Наконец Финлей почувствовал, что должен заговорить:
– Боб, мой дорогой друг, которого я знаю всю жизнь, с тех пор как я был еще ребенком и мама приводила меня к тебе подстричь мои кудри. Боб, мне больно говорить тебе об этом, потому что я очень люблю твою Бесс… но это мой долг, и я должен его исполнить. Боб, твою дочь поимели, использовали, как обычную шлюху, и до сих пор дважды в неделю она ходит за дамбу, в лес, куда угодно, где ее оскверняет человек, которого мы оба знаем.

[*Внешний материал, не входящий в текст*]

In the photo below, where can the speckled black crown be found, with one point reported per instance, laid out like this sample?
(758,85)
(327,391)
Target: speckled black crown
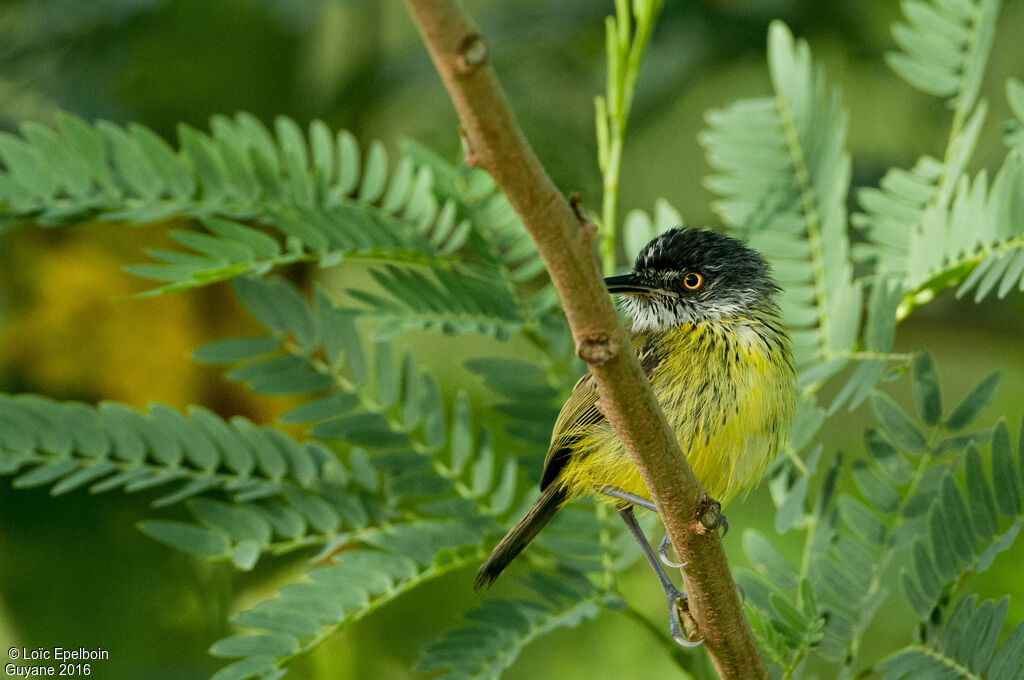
(728,263)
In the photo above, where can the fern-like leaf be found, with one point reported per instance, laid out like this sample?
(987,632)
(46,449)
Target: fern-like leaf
(263,199)
(966,647)
(370,569)
(457,300)
(499,630)
(275,485)
(783,177)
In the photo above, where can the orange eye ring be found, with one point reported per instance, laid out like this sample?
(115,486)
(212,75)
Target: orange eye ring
(692,281)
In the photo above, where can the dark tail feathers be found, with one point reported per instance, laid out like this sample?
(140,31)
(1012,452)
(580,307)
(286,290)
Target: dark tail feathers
(519,536)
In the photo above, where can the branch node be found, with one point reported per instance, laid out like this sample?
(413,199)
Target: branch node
(471,54)
(597,348)
(469,155)
(689,624)
(710,515)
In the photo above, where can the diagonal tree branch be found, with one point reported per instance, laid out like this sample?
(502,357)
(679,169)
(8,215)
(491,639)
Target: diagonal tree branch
(493,140)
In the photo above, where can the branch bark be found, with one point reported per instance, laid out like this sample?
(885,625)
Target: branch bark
(493,141)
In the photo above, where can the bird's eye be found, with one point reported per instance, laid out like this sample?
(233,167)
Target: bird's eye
(692,281)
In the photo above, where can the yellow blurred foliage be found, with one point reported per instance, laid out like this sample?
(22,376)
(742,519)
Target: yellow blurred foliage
(70,336)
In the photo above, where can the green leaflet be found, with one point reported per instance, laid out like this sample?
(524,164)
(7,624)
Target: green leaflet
(796,141)
(500,629)
(263,200)
(968,643)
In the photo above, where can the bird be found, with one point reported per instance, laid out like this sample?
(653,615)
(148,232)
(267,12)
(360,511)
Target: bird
(708,332)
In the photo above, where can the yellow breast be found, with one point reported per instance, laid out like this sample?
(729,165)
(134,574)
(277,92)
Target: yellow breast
(727,390)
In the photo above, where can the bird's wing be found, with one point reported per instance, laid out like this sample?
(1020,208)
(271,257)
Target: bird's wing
(581,413)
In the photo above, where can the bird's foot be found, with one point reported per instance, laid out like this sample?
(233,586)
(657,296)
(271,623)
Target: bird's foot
(663,552)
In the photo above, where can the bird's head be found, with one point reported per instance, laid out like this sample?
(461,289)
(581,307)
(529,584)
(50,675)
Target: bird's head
(686,275)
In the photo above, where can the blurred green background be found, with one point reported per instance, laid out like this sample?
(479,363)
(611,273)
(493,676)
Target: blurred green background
(75,571)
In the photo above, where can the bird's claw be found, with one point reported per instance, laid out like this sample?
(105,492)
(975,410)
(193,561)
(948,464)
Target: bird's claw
(663,552)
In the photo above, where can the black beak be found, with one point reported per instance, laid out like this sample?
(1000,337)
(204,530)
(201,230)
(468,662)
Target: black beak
(627,283)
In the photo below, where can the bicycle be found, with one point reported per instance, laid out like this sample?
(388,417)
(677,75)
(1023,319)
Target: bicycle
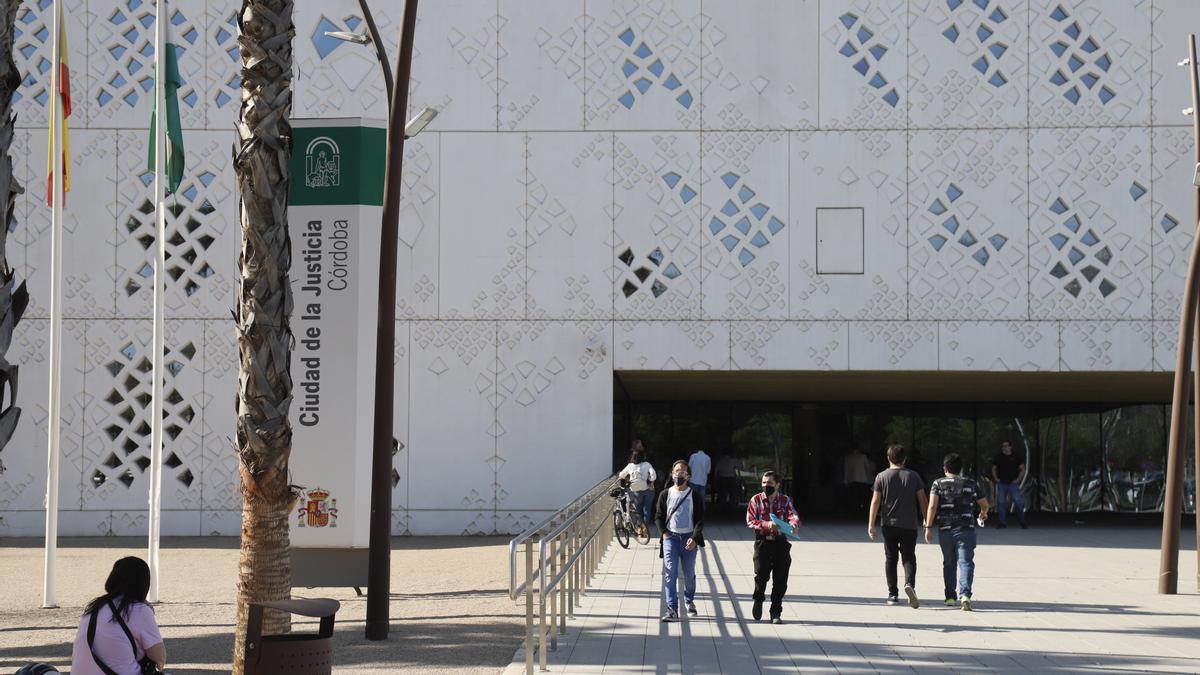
(622,518)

В маленьком кабинете воцарилась мертвая тишина, и Финлей мысленно молился о том, что принял правильное решение. Он выждал несколько мгновений и сказал как можно спокойнее:
– Итак, дорогой Боб, эту печальную информацию я получил в виде признания от твоей дочери. Я день и ночь ломал голову над тем, сказать тебе или нет, но в конце концов понял, что это мой долг перед тобой – и перед Бесс, которую я люблю всем сердцем.
И снова тишина заполнила маленький кабинет. Затем Финлей почувствовал, как, словно тисками, сжав ему правую руку, Боб медленно потянул его к себе, пока щека Финлея не коснулась мокрого от слез лица друга. Наконец из сжатых до скрипа зубов Боба прозвучало:
– Я убью этого подонка.
С трудом Финлей освободился от хватки.